Consideren el nivel de desarrollo de su hijo. La adolescencia es un periodo de inseguridad en el que los chicos desean pertenecer al grupo que parezca traerlas todas consigo y se sienten invulnerables a todos los peligros. Averigüen qué piensa, espera y sueña su hijo. Pregúntenle cómo puede convivir con sus amigos sin ponerse en riesgo ni causarles una excesiva preocupación. (Acéptalo: siempre te vas a preocupar, aunque sea un poco).

Decidan con anticipación los permisos básicos con los que ambos padres se sientan cómodos en determinados escenarios y prométanse que presentarán sus decisiones como equipo. Déjenle saber a su hijo cómo funcionan las reglas que aplican para fiestas y salidas. Cuando los sorprenda con un plan que no encaje en los permisos preestablecidos, respondan: “Hablaré con tu padre/madre de esto y luego te daremos una respuesta.” Después discútanlo en privado.

Establezcan mecanismos para expresar su mutuo respaldo. Una forma es dejar que el padre más estricto hable primero y que el otro lo apoye: “Tu madre/padre dijo que no y yo estoy de acuerdo.” Si su hijo presenta un argumento razonable, díganle que lo van a considerar de nuevo y háganlo en privado. Si cambian de opinión, que sea el padre más estricto quien le dé la buena noticia, a fin de ayudar a balancear la concesión.

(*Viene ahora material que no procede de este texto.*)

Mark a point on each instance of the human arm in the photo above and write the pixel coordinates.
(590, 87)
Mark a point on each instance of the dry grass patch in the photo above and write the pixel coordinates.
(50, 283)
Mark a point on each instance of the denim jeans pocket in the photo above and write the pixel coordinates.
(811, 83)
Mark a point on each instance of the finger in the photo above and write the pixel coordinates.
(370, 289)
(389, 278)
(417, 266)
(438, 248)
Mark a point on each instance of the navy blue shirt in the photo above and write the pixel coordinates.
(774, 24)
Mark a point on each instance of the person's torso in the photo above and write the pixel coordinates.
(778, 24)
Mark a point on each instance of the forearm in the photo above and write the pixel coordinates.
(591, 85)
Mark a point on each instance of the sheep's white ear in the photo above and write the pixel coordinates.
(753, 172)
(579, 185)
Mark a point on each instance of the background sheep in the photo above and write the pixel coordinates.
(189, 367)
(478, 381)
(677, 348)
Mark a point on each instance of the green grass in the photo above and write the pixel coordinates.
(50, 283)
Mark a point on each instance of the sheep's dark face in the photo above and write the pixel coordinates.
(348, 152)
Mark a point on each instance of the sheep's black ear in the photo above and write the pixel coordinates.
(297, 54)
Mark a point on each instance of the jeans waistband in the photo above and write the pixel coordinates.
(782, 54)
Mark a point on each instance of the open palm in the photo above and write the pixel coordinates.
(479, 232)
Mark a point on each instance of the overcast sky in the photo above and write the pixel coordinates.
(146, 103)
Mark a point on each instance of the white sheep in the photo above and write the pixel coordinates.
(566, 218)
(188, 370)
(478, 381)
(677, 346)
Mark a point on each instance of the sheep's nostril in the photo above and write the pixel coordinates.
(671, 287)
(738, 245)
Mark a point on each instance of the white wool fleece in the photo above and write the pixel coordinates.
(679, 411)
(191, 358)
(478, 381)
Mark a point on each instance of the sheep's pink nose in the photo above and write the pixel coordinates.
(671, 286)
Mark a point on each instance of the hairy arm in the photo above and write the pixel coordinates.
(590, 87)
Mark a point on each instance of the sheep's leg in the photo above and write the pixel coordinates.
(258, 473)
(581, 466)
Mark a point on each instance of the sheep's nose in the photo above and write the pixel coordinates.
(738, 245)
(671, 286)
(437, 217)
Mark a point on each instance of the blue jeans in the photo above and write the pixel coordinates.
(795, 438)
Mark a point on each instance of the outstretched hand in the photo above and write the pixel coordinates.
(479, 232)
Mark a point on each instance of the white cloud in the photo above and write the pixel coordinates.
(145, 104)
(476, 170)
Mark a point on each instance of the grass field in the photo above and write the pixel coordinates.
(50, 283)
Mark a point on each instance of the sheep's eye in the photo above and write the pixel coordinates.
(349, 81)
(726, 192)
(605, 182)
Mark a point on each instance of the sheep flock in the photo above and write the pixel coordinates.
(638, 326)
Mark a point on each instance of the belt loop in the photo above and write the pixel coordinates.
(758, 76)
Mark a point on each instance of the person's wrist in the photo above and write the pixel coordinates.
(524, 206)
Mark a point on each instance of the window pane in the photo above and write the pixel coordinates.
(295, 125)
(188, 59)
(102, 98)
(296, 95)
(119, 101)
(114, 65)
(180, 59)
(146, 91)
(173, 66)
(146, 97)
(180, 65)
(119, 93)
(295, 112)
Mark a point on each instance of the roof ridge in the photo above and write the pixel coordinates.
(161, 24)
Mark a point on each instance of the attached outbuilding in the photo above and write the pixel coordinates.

Acuerden de antemano cómo actuar ante cualquier actitud o comportamiento negativo, de modo que su hijo perciba que se apoyan el uno al otro. Ej.: “No es correcto que le hables de esa manera a tu madre/padre y esta es la consecuencia…”

Conversen con su hijo sobre situaciones hipotéticas. Eso les reafirmará que será capaz de tomar buenas decisiones en circunstancias difíciles o riesgosas. Ej.: Saquen de manera casual en la conversación escenarios sobre los que hayan sabido sin mencionar nombres. Pregunten a su hijo qué hubiera hecho él en tal o cual situación. Si su respuesta es razonable, déjenle saber que les complace su forma de pensar y añadan algunas sugerencias. Si su respuesta no es satisfactoria, sugieran posibles consecuencias y pregúntenle qué otra cosa podría hacer en vez de eso.

Sepan que construir confianza y carácter lleva su tiempo. Háganle saber a su hijo que mientras más confiable demuestre ser, más confianza le van a tener. Quieren que se divierta, pero también lo aman y por ende, su seguridad es su principal preocupación. A veces deben tomar decisiones difíciles, pero al apegarse a las reglas le demuestran su amor, aun cuando se topen con una expresión de tristeza, decepción o enojo. No doblarse ante la presión cuando las cosas no les parecen seguras es una habilidad que esperan que su propio hijo ejercite cuando se aventure en el mundo.

Cuando sea necesario, busquen ayuda profesional, lo cual es muestra de amor, no de debilidad
Un terapeuta los puede ayudar a formular sus preocupaciones y conflictos, con el objeto de encontrar soluciones que funcionen para todos.

Ante la duda, recuerden que los adolescentes suelen admitir que los padres demasiado permisivos no se preocupan lo suficiente por sus hijos. Así que, muy en el fondo, saben que a veces un “NO” es en realidad un “SÍ” al profundo amor que sienten por él.

(La Dra. Lynda S. Madison es psicóloga clínica, autora y directora de FOCCUS, Inc. USA., especialista en temas relacionados con niños, familias y matrimonios.)